Opposition charter bills hit snag
published : 14 Sep 2020 at 18:28
writer: Online Reporters
Four constitution-amendment motions filed by opposition parties will likely hit a snag after a Palang Pracharath MP blocked them.
Paiboon Nititawan, a deputy leader and list MP of the Palang Pracharath Party, submitted a letter to parliament president Chuan Leekpai on Monday.
In the letter, he claimed the four bills might be unconstitutional since some of the MPs who signed to support them also endorsed another charter-amendment bill earlier filed by the opposition on Aug 17. The previous bill involves the setup of a constitution drafting council and was already put on the meeting agenda.
Mr Paiboon cited the Constitutional Court already ruled against such redundancies in its No.5/2563 order in late January.
Mr Chuan said on Monday initially some problems had been found in three of the four motions of the opposition but they were not related to the point raised by Mr Paiboon.
“The signatures of some MPs who signed the bills are not consistent [with what were in their records]. A probe will be done to check whether some had signed on behalf of others,” he said.
On Mr Paiboon’s observation, Mr Chuan confirmed the four bills were not redundant.
“Although the bills aim to amend the constitution, the content is not the same as in the previous two bills. Therefore, an MP may sign all of them and their support won’t be regarded as redundant,” he said.
Mr Chuan explained the court order raised by Mr Paiboon involved MPs signing up to submit a petition to the court. “But in this case, it is a submission of bills,” he said.

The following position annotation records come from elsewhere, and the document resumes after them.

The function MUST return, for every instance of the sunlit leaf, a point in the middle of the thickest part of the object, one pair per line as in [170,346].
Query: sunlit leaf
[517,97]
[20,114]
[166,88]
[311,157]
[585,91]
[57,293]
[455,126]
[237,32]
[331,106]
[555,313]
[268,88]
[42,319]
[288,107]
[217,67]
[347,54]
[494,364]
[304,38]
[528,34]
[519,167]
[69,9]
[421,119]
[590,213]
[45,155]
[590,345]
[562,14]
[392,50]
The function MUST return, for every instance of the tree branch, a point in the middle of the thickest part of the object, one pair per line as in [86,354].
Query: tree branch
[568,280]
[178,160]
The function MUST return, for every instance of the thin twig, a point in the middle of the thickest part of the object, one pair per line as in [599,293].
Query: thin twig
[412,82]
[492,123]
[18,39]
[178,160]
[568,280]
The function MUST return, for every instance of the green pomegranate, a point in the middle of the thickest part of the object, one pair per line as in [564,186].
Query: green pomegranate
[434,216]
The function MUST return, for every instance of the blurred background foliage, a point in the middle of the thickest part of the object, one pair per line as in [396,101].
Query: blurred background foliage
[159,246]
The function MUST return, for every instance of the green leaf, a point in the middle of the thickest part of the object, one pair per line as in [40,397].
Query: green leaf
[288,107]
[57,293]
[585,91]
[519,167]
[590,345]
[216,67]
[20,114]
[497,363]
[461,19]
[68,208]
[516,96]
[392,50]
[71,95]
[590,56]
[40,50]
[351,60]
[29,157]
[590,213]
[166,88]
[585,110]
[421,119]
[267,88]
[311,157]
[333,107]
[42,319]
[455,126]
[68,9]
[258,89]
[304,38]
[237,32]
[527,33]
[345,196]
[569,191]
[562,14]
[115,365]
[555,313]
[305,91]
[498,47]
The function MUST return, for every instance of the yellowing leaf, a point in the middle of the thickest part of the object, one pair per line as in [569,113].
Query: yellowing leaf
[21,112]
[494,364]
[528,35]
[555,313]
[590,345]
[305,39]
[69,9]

Asked whether the four bills would be put on hold if a number of MPs sign to send the case to the Constitution Court, Mr Chuan said the bills had yet to be put on the agenda.
To date, seven bills on constitution amendments were filed.
Of them, two are on the setup of a constitution drafting council submitted by Pheu Thai and coalition parties. They were already on the meeting agenda to be deliberated late this month.
The remaining five aim to amend the charter by section so they can take effect more quickly. They involve revoking the power of senators to vote on a prime minister, removing a blanket and indefinite amnesty for the 2014 coupmakers, allowing MPs to join senators in considering and vetoing laws on national reforms and reinstating the electoral system stipulated in the 1997 charter.
One of the five bills was submitted by Move Forward Party but some MPs later withdrawn their support for it. The other four were submitted by Pheu Thai last week.
A delay to the bills will likely bode ill for peace as pressure is mounting outside Parliament for change. Youth rallies are demanding a rewrite of the constitution and the roles of junta-appointed senators are among the issue they want to see changed as proposed by the opposition.